FILED NOT FOR PUBLICATION FEB 18 2022 UNITED STATES COURT OF APPEALS MOLLY C. DWYER, CLERK U.S. COURT OF APPEALS

FOR THE NINTH CIRCUIT

UNITED STATES OF AMERICA, No. 20-50215

Plaintiff-Appellee, D.C. No. 3:16-cr-02892-JAH-1 v.

TYRONE CEDRIC DUREN, MEMORANDUM*

Defendant-Appellant.

Appeal from the United States District Court for the Southern District of California John A. Houston, District Judge, Presiding

Argued and Submitted February 9, 2022 Pasadena, California

Before: SCHROEDER, TALLMAN, and LEE, Circuit Judges.

Tyrone Duren appeals the 130-month sentence imposed following his guilty

plea to ten counts of transactional money laundering in violation of

18 U.S.C. § 1957(a), eight counts of false statements to federal agents in violation

of 18 U.S.C. § 1001(a)(2), and one count of tax evasion in violation of

* This disposition is not appropriate for publication and is not precedent except as provided by Ninth Circuit Rule 36-3. 26 U.S.C. § 7201. Duren’s crimes were committed while he was a Special Agent

for Immigration and Customs Enforcement and assigned to the bulk cash

smuggling task force. Duren stole funds that had been confiscated as illegal

proceeds of drug trafficking and then engaged in various cover-up activities.

He first challenges the two-level enhancement pursuant to

U.S.S.G. § 3B1.1(c) that was imposed for his supervisory role in his wife’s

participation in the conspiracy. He objects to the district court’s consideration of

her guilty plea to filing a fraudulent loan application, because he contends it was

not sufficiently related to any of the criminal conduct with which he was charged

in this proceeding. The record, however, contains ample evidence that the two

worked together to hide the proceeds that enabled both to live beyond their

legitimate means. Both knew the sources and extent of their legitimate financial

resources, as she did the accounting work for their property management business.

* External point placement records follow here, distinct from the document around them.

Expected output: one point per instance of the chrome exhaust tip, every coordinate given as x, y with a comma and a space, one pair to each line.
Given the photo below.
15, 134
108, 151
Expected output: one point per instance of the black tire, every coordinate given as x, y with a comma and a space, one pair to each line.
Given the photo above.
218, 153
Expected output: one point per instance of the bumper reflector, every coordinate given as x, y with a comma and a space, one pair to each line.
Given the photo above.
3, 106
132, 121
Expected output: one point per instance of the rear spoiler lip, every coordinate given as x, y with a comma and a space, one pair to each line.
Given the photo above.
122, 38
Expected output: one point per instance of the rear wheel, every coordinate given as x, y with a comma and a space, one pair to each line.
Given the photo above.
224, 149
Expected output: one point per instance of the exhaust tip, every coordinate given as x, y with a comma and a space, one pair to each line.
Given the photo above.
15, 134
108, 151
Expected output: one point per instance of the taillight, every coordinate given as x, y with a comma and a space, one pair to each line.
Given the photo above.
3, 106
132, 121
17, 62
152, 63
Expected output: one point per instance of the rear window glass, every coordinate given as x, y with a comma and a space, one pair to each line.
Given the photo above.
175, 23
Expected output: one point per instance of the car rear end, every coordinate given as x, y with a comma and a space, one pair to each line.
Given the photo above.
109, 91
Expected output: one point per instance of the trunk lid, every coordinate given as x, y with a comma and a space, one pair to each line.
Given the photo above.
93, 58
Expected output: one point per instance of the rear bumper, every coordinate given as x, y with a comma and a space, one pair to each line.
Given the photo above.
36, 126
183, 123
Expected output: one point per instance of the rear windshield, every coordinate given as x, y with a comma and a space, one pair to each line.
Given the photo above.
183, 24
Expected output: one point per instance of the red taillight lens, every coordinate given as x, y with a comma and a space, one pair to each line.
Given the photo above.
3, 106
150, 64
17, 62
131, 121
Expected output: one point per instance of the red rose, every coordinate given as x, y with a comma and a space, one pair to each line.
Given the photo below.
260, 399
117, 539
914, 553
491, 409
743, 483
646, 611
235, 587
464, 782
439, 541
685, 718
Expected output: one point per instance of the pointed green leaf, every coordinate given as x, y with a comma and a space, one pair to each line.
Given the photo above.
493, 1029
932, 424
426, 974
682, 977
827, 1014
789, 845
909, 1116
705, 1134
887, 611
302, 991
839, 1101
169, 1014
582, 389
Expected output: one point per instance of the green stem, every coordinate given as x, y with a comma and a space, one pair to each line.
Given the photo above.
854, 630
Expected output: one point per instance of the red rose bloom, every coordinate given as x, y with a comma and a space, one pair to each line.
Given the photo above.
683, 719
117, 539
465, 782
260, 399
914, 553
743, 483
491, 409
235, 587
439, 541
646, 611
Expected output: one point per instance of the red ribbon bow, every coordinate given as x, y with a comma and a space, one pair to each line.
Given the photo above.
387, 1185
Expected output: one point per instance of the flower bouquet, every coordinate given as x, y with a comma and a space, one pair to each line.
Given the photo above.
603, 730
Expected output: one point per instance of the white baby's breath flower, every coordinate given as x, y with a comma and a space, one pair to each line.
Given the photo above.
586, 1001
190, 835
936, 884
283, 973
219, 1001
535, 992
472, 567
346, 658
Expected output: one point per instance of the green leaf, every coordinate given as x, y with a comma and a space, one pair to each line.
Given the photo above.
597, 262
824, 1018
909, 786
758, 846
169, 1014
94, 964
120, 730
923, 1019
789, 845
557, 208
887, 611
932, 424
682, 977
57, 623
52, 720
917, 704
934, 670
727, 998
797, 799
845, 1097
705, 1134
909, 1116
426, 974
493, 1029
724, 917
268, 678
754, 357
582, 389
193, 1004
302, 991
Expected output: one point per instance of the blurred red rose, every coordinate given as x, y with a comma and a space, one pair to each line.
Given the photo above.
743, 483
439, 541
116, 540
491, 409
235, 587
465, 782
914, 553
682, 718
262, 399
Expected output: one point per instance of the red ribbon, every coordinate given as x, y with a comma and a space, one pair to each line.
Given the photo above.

See United States v. Syrax, 235 F.3d 422, 427-28 (9th Cir. 2000). Appellant also

acknowledges that his wife made at least one deposit of stolen funds in furtherance

of the money laundering scheme. And after authorities searched their house, and

they were on notice that law enforcement suspected criminal activity, Duren

traveled to Croatia and opened an account for deposit of stolen funds. His wife

later accompanied him to Croatia and added her name to the account. These

2 findings are not clearly erroneous and the two-level enhancement was not an abuse

of discretion. See United States v. Armstead, 552 F.3d 769, 776 (9th Cir. 2008).

The district court did not err in applying a six-level increase for laundering

funds derived from drug trafficking. See U.S.S.G. § 2S1.1(b)(1). Duren pled

guilty to violating 18 U.S.C. § 1957, and admitted that the laundered money was

proceeds derived from the unlawful activity of drug trafficking. His theory, that he

should be sentenced as if he had merely stolen government property rather than

proceeds of drug trafficking, is contrary to the facts and has no support in the law.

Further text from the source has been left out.